And other times, you have to sort of start to like create a hybrid where you're going to say okay, on one track, we're going to kind of create this cutover opportunity. We're going to create some walled gardens and we're going to sort of like place some bets about what's going to work and what isn't.

And so, really what it is, is [00:14:00] about having some outside expertise of having been to that particular rodeo. Having seen this before, we can kind of look at it and go, these are kind of your opportunities. What would you like to prioritize? Where's the greatest pain that you have?

And honestly, the third category is sometimes what it takes is people are so convinced that their world is on fire, but when you really get them to sit down and look on it, they realize the world is not on fire, that actually nothing is burning. But they're so used to sitting around and complaining about it and not doing anything about it, that when you sit down and you actually look at it and you say, okay. Great. I understand. Everything's terrible. Everything's broken.
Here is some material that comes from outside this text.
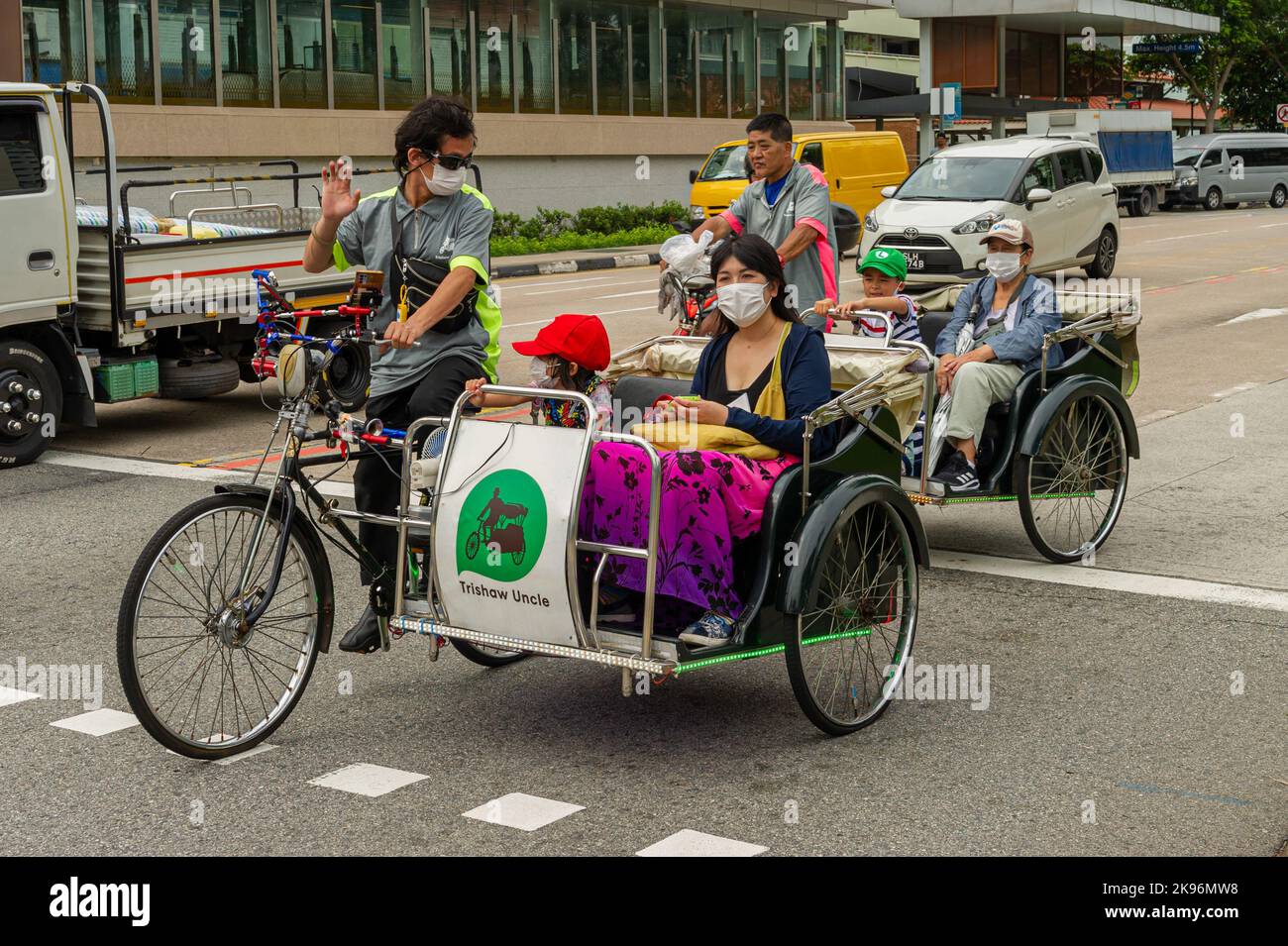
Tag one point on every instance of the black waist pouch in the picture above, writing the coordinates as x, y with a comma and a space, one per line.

What would you like to fix first?

They actually can't tell you. There's no willingness to actually be a part of a solution. They just really like complaining. And as soon as you start forcing people into prioritization of, all right, I get it. Everything's [00:15:00] terrible. Nothing works. Where would you like to start? What's most important? What are your priorities? What are the outcomes you're trying to drive to? Is it growth? Is it margin? Is it employee satisfaction? Is it customer satisfaction? What is the most important thing for you to work on right now?

And then we go hunting for the opportunities that align to that and we say, great, then we're just going to work on these things first. All of a sudden, people go, Oh, okay, let's do that. And then everything else starts to fall away and you start to see that those opportunities come. And it's just another word for prioritization, right?

And a lot of times companies will find that they're so comfortable complaining that they realize they haven't really put any muscle behind figuring out what they want to do about it. And as soon as someone shows up and says, well, let's do something about it? They sort of wake up out of that stupor and they're ready to move. So, that's what we end up kind of coming in to do is say, okay, well, what do you want to do about it? They go, Oh, you mean we actually can choose something different? Okay, let's do that. You know?[00:16:00]

Erik Martinez: That makes a ton of sense. It's always overwhelming to look at the mountain of complaints. Identifying the one or two things that you can focus on is a really, really good strategy to employ. Let's shift to a little bit of a broader perspective. What do you think, Jen, are the most significant trends shaping digital? And we would insert the word marketing typically in here, but I think you've opened their eyes to a bigger concept of digital. What are the most significant trends shaping digital today? And how should businesses adapt to those changes to stay competitive?

Jen Swanson: Well, I think I lose my street cred if I don't start with AI, right? Do you have to kick me off the podcast?

Tim Curtis: Pretty much. There's a trap door.

Jen Swanson: Right. You just hit the eject button. If I don't start with AI.

Tim Curtis: Exactly.

Jen Swanson: That's the 800-pound gorilla right now. I'm a little bit of a curmudgeon when it comes to AI. Mostly because I like to think of myself as well-seasoned. Okay. Not old. I'm well-seasoned. I have [00:17:00] been around long enough that I have been asked some really ridiculous questions in my career by executives who don't know what they're talking about. And they come to me and they're like, we don't have a, you know, fill-in-the-blank strategy.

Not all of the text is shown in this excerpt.